Eine gewichtige Stimme für die Brauwirtschaft in Brüssel übernimmt die Organisation „Brewers of Europe“. Dabei handelt es sich um eine Art Dachverband der nationalen Brauerverbände, wie dem Deutschen Brauer-Bund, dem Verband der Brauereien Österreichs oder der British Beer and Pub Association. Vertreten sind 26 EU-Länder sowie Norwegen, die Schweiz und die Türkei. Grundsätzlich postuliert der 1958 gegründete Verband Absichten wie die Vertretung gemeinsamer Ziele gegenüber der EU und die Kommunikation von Bier als positivem gesellschaftlichem und wirtschaftlichem Faktor, zudem führt er Kampagnen zum maßvollen Umgang mit Alkohol durch.

Bewahrung des Reinheitsgebots

Dabei spielen auch jene Themenbereiche eine Rolle, um die sich die nationalen Verbände in ihren Heimatländern ebenfalls kümmern.
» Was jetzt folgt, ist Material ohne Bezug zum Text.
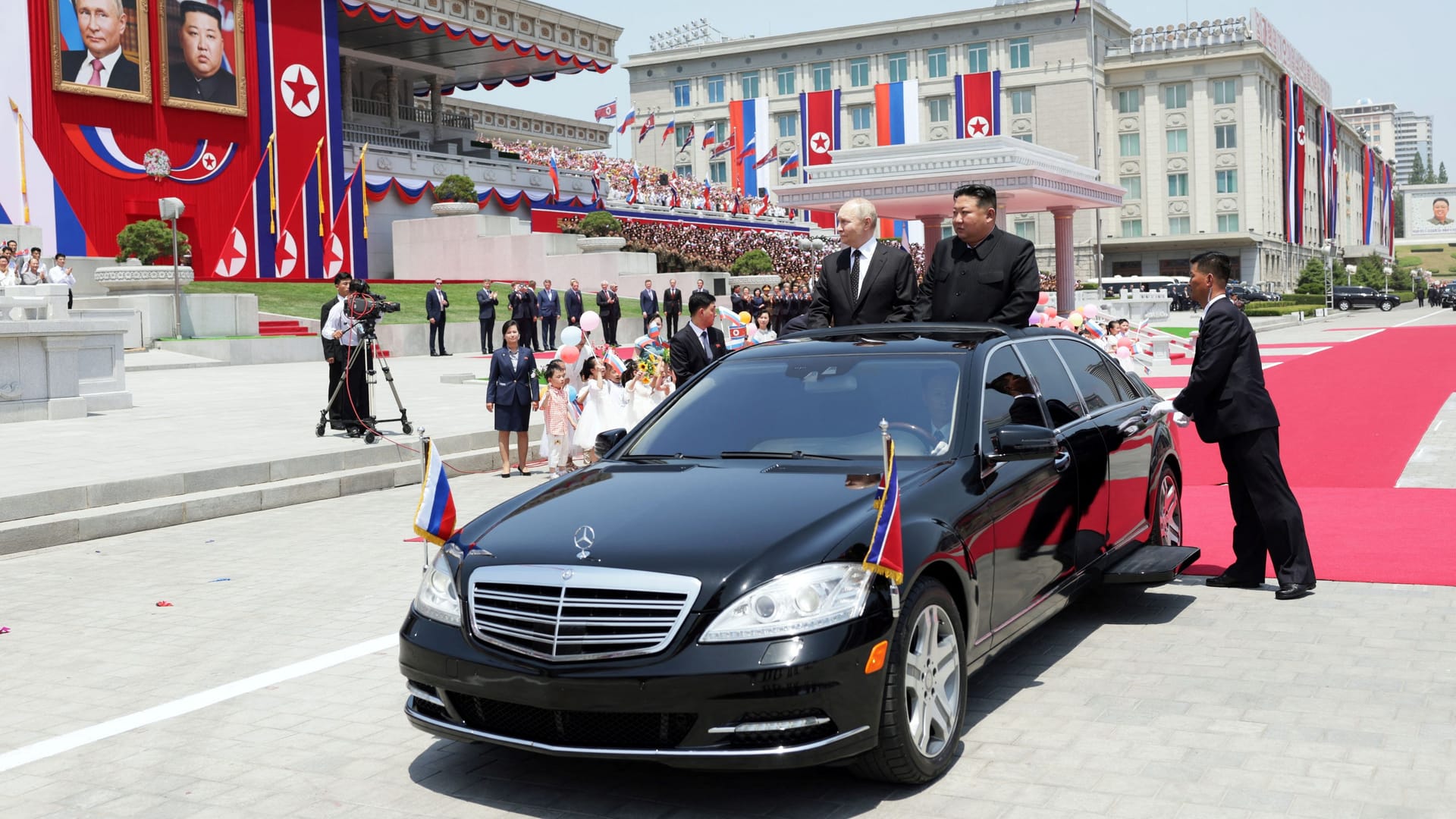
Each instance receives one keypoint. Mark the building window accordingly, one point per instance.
(823, 76)
(1021, 53)
(1225, 93)
(785, 77)
(937, 63)
(899, 67)
(977, 58)
(750, 85)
Stets geht es um mögliche Werbeverbote oder strengere Auflagen bei der Kommunikation und Präsenz von Bier im öffentlichen Raum. Zudem stellen zunehmende Einschränkungen durch gesetzliche Gesundheitsauflagen oder gar prohibitionsbejahende Überlegungen für das Genussmittel Bier eine tägliche Bedrohung dar, der die Verbände entgegentreten.

Eines der Hauptanliegen der deutschen Brauwirtschaft ist die Bewahrung des deutschen Reinheitsgebots. Aus der Craftbierszene kommen hingegen Forderungen nach einer Aufhebung des Reinheits- und der Einführung eines Natürlichkeitsgebots. Dieser Streit, der sich zuletzt in Bierausschüttungen und krawalligen Äußerungen darstellte, nützt unserem geliebten Bier allerdings wenig. So bleibt zu hoffen, dass das Vorläufige Biergesetz künftig so modifiziert wird, dass das Reinheitsgebot weiterhin als Qualitätssiegel wahrgenommen werden kann und nicht als einengendes Korsett verstanden werden muss. Sollte das nicht geschehen, droht die Gefahr, dass die EU diesbezüglich erneut aktiv wird – nämlich dann, wenn sich ein trotziger Kreativbrauer womöglich durch die Instanzen klagt und Brüssel den deutschen Biersonderweg beendet. Und das kann nicht gewünscht sein.